Rating: 3.5 out of 5 Moldy Wedding Cakes
It starts out really great. And I was impressed with the continuous them of expectations, gratitude, and family throughout. Dickens, the brilliant man that he was, starts the novel in a graveyard which is where all expectations end. The relationship between Pip and the escaped convict is interesting because it continues throughout the book. Pip always thinks about him and that fateful day when he brought the man a file to break his chains and some food and drink.
Odd thing about this novel is that I lost interest as soon as Pip went to London. Once things started going good for him I was not very excited. Guess that is another issue because about 90% of the novel takes place when everything is going good for Pip.
A very poignant relationship that I wish was given more breadth was that of Estella and Miss Havisham. I loved when Estella freaks out on Miss Havisham and accuses her of making her into a monster. Miss Havisham is not a mother. She has got to be one of the weirdest women in English literature, but she and Estella were my favorite parts of this book.
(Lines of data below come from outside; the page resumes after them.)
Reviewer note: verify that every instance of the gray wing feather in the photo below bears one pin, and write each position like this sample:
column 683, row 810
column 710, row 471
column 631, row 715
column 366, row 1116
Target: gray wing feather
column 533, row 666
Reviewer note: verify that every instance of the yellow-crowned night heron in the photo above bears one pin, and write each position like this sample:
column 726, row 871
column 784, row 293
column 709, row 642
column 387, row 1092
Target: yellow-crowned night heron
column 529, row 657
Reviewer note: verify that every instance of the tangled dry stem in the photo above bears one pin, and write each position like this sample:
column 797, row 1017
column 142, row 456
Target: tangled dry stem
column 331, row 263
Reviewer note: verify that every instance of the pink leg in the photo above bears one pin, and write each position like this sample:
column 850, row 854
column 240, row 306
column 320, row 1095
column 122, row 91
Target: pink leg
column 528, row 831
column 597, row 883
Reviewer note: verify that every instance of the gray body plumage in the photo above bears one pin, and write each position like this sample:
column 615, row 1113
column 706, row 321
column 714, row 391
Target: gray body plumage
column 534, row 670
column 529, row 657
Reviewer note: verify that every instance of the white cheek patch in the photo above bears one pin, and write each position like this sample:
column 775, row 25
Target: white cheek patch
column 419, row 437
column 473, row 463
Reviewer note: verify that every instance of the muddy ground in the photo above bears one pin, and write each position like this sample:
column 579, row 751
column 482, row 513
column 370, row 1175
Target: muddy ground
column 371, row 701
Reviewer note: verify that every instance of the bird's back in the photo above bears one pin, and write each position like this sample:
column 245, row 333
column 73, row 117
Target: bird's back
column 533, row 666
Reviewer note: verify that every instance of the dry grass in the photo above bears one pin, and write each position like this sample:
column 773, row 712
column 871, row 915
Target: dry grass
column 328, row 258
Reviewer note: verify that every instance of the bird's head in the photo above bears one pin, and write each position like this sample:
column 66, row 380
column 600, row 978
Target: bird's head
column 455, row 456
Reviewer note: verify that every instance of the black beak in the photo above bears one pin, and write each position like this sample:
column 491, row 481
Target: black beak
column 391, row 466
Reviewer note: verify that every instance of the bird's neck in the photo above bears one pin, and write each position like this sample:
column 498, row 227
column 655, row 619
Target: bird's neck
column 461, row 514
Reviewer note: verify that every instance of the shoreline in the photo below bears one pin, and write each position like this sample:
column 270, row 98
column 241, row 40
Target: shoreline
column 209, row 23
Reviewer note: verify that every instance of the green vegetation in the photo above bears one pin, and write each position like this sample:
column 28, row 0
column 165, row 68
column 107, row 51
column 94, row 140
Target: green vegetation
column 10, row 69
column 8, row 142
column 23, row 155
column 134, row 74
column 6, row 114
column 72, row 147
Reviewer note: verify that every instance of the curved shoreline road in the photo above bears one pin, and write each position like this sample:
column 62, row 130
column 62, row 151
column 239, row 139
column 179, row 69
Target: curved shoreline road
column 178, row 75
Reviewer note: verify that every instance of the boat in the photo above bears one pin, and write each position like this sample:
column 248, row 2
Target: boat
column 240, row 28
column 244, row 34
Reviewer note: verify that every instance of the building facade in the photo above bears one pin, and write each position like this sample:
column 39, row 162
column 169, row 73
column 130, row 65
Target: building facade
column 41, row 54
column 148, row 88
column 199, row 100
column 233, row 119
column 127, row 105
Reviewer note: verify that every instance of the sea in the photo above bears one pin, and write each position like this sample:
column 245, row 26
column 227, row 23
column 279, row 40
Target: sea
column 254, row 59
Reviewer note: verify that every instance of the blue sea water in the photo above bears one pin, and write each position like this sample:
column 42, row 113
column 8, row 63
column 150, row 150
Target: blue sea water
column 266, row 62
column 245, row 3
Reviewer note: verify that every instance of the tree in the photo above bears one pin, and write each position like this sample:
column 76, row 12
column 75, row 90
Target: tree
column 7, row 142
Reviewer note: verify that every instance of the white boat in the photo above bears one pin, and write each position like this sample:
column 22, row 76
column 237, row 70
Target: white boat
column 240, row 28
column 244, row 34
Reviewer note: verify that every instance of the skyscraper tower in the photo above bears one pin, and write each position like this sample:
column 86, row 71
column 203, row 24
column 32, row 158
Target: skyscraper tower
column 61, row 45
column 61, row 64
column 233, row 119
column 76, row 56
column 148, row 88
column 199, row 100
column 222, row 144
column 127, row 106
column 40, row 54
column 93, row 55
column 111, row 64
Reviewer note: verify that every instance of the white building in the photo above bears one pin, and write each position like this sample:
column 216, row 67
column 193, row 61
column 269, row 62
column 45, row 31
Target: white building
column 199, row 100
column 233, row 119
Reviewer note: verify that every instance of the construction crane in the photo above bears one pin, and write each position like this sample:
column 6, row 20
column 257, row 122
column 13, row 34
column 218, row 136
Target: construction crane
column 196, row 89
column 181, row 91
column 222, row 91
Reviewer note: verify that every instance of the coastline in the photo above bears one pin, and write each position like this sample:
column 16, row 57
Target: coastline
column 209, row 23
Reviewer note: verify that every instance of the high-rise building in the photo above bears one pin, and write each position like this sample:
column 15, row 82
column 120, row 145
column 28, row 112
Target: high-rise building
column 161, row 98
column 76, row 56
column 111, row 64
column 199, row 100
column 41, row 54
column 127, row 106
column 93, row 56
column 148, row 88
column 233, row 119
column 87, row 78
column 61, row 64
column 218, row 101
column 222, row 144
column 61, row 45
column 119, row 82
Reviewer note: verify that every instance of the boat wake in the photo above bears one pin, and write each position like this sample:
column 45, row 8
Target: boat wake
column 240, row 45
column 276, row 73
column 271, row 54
Speaking of Miss Havisham...The theme of expectations is seen in her as she was jilted on her wedding day. Her expectations stopped at that moment. Even her clocks are still set at the very time when she was jilted. Her whole life is put on hold. Miss Havisham is the embodiment of what happens to us when our expectations of life are set too high and then it crumbles around us. None of us should strive to be like her.
Estella is an interesting character. At first I don't understand Pip's attraction to her. She's a brat to him when they are young. She treats him like garbage. But then there's an interesting thing that happens to their relationship. I tend to think that she actually loves Pip because she would not let him have her. She knew she would just destroy him, so by not returning her love she was actually protecting Pip from herself. How depressing is that? But this, alone, makes me think that Estella is a strong heroine.
Pip drives me nuts. Why can't he just stay at home, become a blacksmith, marry Biddy, and be done with it? I feel bad for the way he treats Joe and Biddy as he becomes a gentleman. This, I think, is Dickens making a commentary on the richer society.
At any rate, this book is worth reading. I did skim some of it because I lost patience, but I definitely think it is one of those classics that should be read simply because of the timeless themes within it. As a toast to Miss Havisham I have given it a rating of 3.5 out of 5 Moldy Wedding Cakes.